Raylan estaba solo una vez más en la sala de estar, mirando a su alrededor, preguntándose si podría vivir en un lugar como éste, un museo con los techos más altos que había visto en su vida para tratarse de una casa, y ni una silla o mesa en la que uno se atrevería a poner los pies. Harry tenía razón sobre las sillas, el pobre Harry, que se moría de ganas de quedarse solo para poderse emborrachar. Tenía que meterlo en un coche y salir pitando. Volar a cualquier ciudad que no fuera Milán o Roma. Joyce había dejado los platos sucios en la cocina y había ido a ver cómo estaba Harry. Era fácil hablar con ella. Le había preguntado si ella y Harry pensaban casarse y Joyce le había contestado: «¿Está loco?», y añadió que lo máximo que se veía capaz de aguantar en la misma casa que Harry era un par de semanas. Llevaba casada con un agente inmobiliario menos de un año cuando el tipo pidió el divorcio. Raylan comentó: «Bueno, tenemos algo en común», y le habló de su esposa, Winona, que había pedido el divorcio para casarse con un agente inmobiliario. Joyce señaló que quizá, como en su propio caso, ese matrimonio no duraría y que él y Winona volverían a vivir juntos. Él le contestó que eso no ocurriría, echaba de menos a los chicos pero no a su ex, ni por un instante. Se alegró de dejarlo claro. Si se daba el caso de que él y Joyce comenzaran a intimar, no quería complicaciones en ese sentido. Ahora Joyce volvería en cualquier momento.
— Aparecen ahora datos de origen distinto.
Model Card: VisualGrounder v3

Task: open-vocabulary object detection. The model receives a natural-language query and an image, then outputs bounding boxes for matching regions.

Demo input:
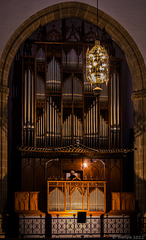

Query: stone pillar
[132,91,146,215]
[0,86,9,215]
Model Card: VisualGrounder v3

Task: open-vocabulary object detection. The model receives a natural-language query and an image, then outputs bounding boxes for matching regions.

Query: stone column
[0,86,9,214]
[132,91,146,215]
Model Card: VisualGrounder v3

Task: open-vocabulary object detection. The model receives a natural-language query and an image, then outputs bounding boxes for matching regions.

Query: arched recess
[0,2,146,91]
[0,2,146,213]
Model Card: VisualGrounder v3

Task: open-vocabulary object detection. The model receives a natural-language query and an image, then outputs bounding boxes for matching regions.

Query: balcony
[47,180,106,215]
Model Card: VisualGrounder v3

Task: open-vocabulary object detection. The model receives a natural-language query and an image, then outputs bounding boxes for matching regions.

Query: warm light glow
[83,163,87,168]
[86,41,109,85]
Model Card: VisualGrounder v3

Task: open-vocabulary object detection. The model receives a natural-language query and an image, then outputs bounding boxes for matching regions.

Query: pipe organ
[110,63,121,147]
[22,58,35,146]
[22,21,121,148]
[46,56,61,91]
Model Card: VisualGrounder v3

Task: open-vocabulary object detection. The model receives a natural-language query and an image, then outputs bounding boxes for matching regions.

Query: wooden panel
[15,192,29,211]
[47,181,106,213]
[112,192,135,211]
[121,192,135,211]
[15,192,39,211]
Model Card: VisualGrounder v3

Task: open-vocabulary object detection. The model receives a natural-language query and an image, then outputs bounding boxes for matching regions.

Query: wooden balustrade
[15,192,39,211]
[47,180,106,213]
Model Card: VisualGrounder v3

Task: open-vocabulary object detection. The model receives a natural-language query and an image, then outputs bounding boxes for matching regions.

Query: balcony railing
[47,180,106,213]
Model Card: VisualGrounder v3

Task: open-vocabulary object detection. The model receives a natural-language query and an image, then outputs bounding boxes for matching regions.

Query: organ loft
[11,18,135,237]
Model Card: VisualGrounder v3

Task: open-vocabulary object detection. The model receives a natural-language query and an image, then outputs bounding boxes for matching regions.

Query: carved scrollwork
[131,89,146,101]
[0,86,9,96]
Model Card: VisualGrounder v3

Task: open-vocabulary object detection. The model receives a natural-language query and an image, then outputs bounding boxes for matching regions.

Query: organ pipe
[110,72,120,147]
[46,56,61,91]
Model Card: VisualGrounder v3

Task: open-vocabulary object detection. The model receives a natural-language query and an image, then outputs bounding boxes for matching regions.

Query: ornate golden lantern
[86,2,109,95]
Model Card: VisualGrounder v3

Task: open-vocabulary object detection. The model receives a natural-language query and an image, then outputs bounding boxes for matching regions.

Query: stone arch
[0,2,146,216]
[0,2,146,91]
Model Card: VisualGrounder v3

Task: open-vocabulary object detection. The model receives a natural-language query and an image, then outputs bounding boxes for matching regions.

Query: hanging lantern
[86,41,109,94]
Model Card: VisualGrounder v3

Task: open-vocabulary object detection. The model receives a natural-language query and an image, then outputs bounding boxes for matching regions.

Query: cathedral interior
[0,0,146,239]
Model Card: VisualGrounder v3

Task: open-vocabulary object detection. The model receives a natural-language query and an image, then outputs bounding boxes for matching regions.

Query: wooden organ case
[12,19,133,214]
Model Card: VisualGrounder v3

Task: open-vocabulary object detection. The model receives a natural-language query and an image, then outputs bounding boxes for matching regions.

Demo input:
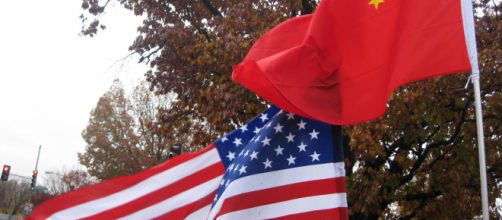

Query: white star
[239,125,248,133]
[274,145,284,156]
[232,138,242,147]
[264,122,272,128]
[227,151,235,161]
[239,166,248,175]
[298,142,307,152]
[287,154,296,165]
[249,151,258,160]
[262,158,272,169]
[261,137,272,146]
[274,123,284,133]
[286,132,295,143]
[253,127,261,134]
[296,120,307,130]
[310,151,321,162]
[260,113,268,122]
[254,135,261,143]
[286,112,295,120]
[309,129,319,140]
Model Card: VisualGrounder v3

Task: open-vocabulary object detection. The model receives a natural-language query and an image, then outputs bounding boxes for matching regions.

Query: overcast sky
[0,0,146,183]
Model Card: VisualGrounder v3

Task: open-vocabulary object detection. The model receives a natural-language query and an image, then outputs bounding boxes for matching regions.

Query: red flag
[233,0,471,124]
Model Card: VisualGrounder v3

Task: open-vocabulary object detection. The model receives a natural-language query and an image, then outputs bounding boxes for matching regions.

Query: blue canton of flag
[208,106,347,219]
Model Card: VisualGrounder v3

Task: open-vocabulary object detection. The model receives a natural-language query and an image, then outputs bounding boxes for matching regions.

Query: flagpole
[461,0,489,220]
[472,75,489,220]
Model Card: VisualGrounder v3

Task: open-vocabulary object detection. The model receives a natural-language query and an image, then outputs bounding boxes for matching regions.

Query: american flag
[28,106,348,220]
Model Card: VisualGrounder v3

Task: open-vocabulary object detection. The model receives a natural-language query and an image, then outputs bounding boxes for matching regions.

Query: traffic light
[168,144,181,159]
[1,165,10,181]
[31,170,38,188]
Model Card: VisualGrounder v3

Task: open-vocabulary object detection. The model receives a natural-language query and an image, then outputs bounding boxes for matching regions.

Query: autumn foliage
[81,0,502,219]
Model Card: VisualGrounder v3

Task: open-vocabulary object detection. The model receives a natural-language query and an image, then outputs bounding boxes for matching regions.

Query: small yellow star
[368,0,384,9]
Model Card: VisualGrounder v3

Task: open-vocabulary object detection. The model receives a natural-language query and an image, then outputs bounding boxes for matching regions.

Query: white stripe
[218,193,347,220]
[461,0,479,77]
[120,176,222,220]
[208,162,345,219]
[185,204,211,220]
[48,148,220,219]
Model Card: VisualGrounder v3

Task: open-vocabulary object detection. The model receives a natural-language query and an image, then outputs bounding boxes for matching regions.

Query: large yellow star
[368,0,384,9]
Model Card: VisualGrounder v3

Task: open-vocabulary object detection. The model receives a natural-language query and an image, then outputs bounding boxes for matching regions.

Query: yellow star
[368,0,384,9]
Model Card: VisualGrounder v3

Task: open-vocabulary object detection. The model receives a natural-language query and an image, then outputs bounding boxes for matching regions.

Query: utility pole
[35,145,42,170]
[31,145,42,189]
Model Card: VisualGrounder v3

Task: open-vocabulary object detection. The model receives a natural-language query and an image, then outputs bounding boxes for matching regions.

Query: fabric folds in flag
[232,0,471,125]
[27,106,348,220]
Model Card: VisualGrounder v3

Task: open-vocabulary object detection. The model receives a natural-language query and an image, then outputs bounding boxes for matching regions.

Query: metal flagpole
[461,0,489,220]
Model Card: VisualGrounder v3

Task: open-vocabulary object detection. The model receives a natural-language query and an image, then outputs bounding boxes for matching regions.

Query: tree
[81,0,317,150]
[78,80,144,179]
[45,168,96,196]
[82,0,502,219]
[346,3,502,219]
[78,80,178,179]
[0,180,31,215]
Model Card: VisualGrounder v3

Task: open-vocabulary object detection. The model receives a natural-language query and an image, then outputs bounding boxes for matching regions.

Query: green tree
[82,0,502,219]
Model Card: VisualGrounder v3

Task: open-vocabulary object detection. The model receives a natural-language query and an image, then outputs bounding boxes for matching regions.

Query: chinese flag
[233,0,471,125]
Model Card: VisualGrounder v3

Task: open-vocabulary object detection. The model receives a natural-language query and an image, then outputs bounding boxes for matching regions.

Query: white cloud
[0,0,146,182]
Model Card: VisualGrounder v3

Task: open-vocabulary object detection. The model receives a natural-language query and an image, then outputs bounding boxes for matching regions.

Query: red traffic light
[0,165,10,181]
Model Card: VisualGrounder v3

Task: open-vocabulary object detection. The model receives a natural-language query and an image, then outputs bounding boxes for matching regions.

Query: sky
[0,0,147,184]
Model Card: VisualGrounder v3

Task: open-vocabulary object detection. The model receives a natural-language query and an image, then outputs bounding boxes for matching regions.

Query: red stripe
[84,163,225,220]
[26,144,215,219]
[215,177,345,218]
[273,208,349,220]
[154,190,216,220]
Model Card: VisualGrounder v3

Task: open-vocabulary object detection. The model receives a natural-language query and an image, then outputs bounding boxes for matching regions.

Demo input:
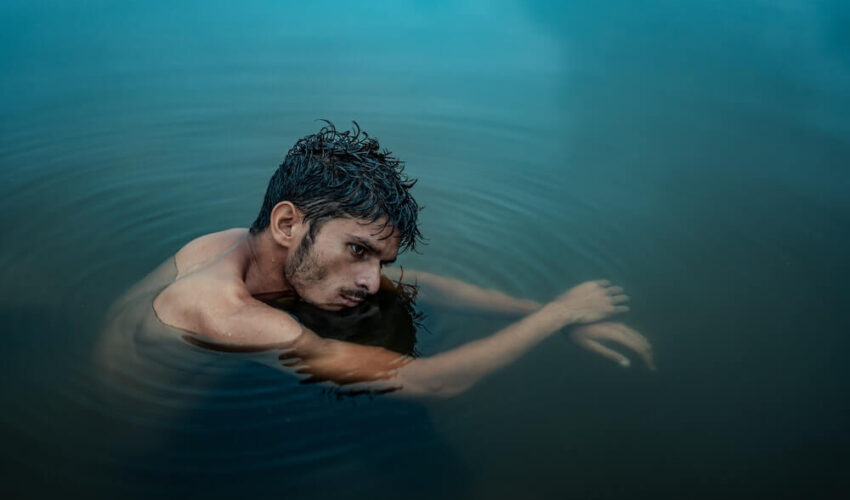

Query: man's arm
[194,281,627,397]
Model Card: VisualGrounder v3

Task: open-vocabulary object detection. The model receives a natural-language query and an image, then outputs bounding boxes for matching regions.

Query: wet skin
[124,202,652,397]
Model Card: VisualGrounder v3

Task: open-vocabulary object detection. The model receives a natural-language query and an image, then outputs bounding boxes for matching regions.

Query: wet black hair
[250,120,422,251]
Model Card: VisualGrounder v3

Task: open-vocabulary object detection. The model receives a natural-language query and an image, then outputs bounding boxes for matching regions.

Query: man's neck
[242,231,294,298]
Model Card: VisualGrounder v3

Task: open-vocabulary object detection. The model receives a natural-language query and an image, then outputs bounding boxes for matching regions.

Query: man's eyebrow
[348,234,398,264]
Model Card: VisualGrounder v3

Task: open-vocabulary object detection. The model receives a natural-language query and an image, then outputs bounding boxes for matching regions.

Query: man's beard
[283,234,327,297]
[283,230,369,306]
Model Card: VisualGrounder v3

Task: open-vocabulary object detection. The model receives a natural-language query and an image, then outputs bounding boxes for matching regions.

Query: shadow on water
[93,284,467,498]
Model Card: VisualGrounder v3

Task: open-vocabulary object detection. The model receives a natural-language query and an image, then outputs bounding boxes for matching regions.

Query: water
[0,1,850,498]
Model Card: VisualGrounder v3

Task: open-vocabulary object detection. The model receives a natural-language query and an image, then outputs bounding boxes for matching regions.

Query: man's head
[251,122,421,309]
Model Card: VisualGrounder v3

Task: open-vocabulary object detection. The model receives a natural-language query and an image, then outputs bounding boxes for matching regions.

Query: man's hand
[546,280,629,325]
[568,323,655,371]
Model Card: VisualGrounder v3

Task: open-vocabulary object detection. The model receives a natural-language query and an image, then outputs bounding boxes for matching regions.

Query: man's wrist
[535,302,578,330]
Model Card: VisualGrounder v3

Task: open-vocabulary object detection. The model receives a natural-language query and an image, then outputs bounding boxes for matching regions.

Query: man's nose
[354,265,381,295]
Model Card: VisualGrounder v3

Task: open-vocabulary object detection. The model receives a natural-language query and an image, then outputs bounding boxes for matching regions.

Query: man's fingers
[577,338,631,368]
[618,325,655,371]
[611,295,629,304]
[599,323,655,370]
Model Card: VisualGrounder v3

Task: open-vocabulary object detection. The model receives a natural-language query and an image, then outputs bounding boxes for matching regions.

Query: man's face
[284,218,399,311]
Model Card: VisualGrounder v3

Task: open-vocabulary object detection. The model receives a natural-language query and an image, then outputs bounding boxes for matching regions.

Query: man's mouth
[339,293,364,307]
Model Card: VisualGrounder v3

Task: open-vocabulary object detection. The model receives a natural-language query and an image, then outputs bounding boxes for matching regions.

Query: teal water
[0,1,850,498]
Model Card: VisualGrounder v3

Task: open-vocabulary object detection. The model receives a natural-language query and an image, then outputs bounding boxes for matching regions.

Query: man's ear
[269,201,303,248]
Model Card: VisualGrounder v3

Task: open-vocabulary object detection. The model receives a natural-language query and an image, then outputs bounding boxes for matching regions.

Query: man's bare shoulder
[153,228,251,340]
[174,228,248,279]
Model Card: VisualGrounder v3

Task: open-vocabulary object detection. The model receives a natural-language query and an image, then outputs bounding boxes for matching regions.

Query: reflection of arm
[384,268,541,314]
[273,300,570,397]
[192,282,626,397]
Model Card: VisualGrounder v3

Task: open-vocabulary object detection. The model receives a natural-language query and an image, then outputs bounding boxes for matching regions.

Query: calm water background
[0,1,850,498]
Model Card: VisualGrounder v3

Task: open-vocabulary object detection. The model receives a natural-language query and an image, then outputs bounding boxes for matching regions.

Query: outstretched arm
[212,281,627,397]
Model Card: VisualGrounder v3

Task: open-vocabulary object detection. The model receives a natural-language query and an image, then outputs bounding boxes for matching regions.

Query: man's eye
[348,243,366,257]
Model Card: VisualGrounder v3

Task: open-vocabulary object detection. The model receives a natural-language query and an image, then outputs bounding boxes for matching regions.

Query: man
[119,123,652,397]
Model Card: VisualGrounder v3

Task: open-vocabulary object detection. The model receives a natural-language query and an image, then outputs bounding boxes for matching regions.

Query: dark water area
[0,0,850,498]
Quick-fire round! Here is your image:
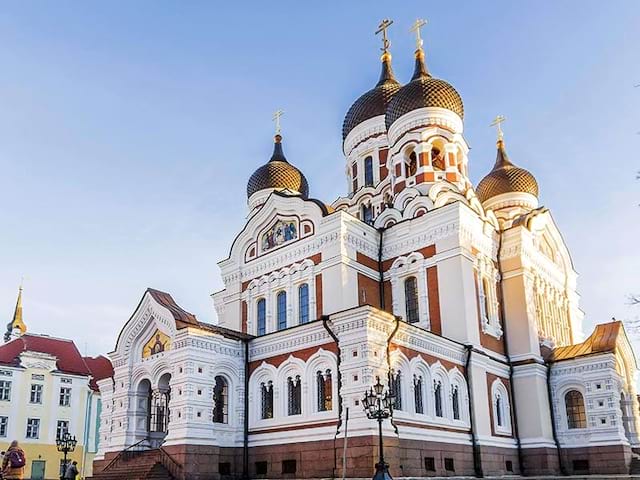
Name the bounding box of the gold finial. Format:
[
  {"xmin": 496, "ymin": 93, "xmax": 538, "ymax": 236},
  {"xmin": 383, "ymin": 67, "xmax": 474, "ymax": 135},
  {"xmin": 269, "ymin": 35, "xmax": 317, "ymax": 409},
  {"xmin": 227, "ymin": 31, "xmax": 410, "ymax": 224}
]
[
  {"xmin": 273, "ymin": 110, "xmax": 284, "ymax": 135},
  {"xmin": 409, "ymin": 18, "xmax": 427, "ymax": 50},
  {"xmin": 376, "ymin": 18, "xmax": 393, "ymax": 53},
  {"xmin": 491, "ymin": 115, "xmax": 506, "ymax": 142}
]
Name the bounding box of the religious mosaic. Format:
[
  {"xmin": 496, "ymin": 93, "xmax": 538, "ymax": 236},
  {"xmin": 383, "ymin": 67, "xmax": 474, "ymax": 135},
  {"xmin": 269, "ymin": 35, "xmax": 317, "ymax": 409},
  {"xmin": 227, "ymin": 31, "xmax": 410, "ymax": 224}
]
[
  {"xmin": 142, "ymin": 330, "xmax": 171, "ymax": 358},
  {"xmin": 262, "ymin": 220, "xmax": 298, "ymax": 251}
]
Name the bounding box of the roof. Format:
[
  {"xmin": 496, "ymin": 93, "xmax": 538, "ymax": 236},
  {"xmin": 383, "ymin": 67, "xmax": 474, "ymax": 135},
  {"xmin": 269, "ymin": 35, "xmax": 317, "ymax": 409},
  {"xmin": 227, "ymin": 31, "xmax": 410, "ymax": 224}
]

Raylan miró a través de la puerta hacia el vestíbulo y volvió a atisbar por la ventana; entonces vio el Mercedes de color oscuro que se acercaba desde la otra dirección, la de Montallegro, a paso de tortuga. Pensó que pasaría de largo, pero el coche entró en el camino particular y avanzó hacia la casa. Azul oscuro, como el que conducían aquellos tipos.